Romeo M. Montenegro, investment and public affairs head of the Mindanao Development Authority (MinDA), told BusinessWorld that the proposal to establish the company “is gaining headway,” following meetings he attended in Manila with national officials.
The legislation will go before the plenary sessions of both Houses of Congress when they return from recess next month.
Senators are waiting for the House of Representatives to consolidate its proposals so the lower house version can be compared with proposals in the Senate.
A measure revising the power industry law now being considered in Congress shields the two hydroelectric complexes from privatization, making them an exception to the Electric Power Industry Reform Act, which specifies that the government be relieved of operating power companies.
However, Mr. Montenegro said a group from Lanao del Sur has signified its opposition to the proposal and backed the privatization of the Agus hydroelectric power complex, located within the province.
The Agus complex is one of the two power complexes that Minpocor will control, the other being the Pulangi complex in Bukidnon. The two power sources have a combined installed capacity of almost one thousand megawatts, about half of the electricity requirement of Mindanao.
Whatever the course of action government selects, the group demanded that 30% of the Agus complex’s income be set aside for people living near the Lake Lanao, which is being tapped to run the complex.
“But the group did not identify who the people would benefit from the income,” Mr. Montenegro said.
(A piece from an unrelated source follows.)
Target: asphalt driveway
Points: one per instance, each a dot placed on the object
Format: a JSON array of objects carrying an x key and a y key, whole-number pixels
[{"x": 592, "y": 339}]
The proponents have also been studying the estimated value of the two complexes based on available models. One is the value generated by similar assets that have been sold to the private sector, while the other model is replacement cost, less depreciation since the two plants are fully depreciated.
One proposal is for the new company to pay 25% of the price upfront, while the remainder will be paid out of funds to be borrowed from the national government as PSALM, the current owner of the complexes, only has a remaining life of 11 years.